Tab.1: Fraction factors ε and their variation at different degradation types found in literature. 

 

Compound ε [‰ ] Degradation
PCE - TCE -0.4 to -16.1 anaerobic
TCE - cDCE -2.5 to -22.9 anaerobic
cDCE - VC -12.0 to -21.1 anaerobic
VC - ethene -21.5 to -31.1 anaerobic

 

The so-called "sum signature" is used to evaluate the biological degradation. This requires a reduction of the complex multi-component system of degradation of PCE or TCE to non-chlorinated compounds to the one-component system (chlorinated compound reacts to non-chlorinated compound) for which the mass preservation is given. The sum of the enrichment factors εΣ for each single step  provides a measure for the isotopic enrichment.Starting point for the description is the "lightest" plausible primary signature including the analytical uncertainty. Due to the enrichment of the sum signature the part of the natural attenuation which describes the degradation in groundwater can be determined.

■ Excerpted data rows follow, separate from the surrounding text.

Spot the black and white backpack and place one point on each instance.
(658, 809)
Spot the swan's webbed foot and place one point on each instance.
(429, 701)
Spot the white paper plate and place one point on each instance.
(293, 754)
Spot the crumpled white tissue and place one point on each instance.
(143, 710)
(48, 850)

If all components describing this system are captured ideally the 13C sum values Σδ13C(PCE-VC) will be on the degradation curve. The distance of the analytical value on the Σδ13C(PCE-VC) axis to the primary signature may be used as a measure of the residual HCH potential. However, should reactions occur indicating a further degradation (e.g. the metabolism of ethene via ethane to CO2 and CH4) the residual components will be further enriched and should be found above the calculated curve. This means the bigger the difference between Σδ13C(PCE-VC) and the primary signature the smaller the residual HCH potential.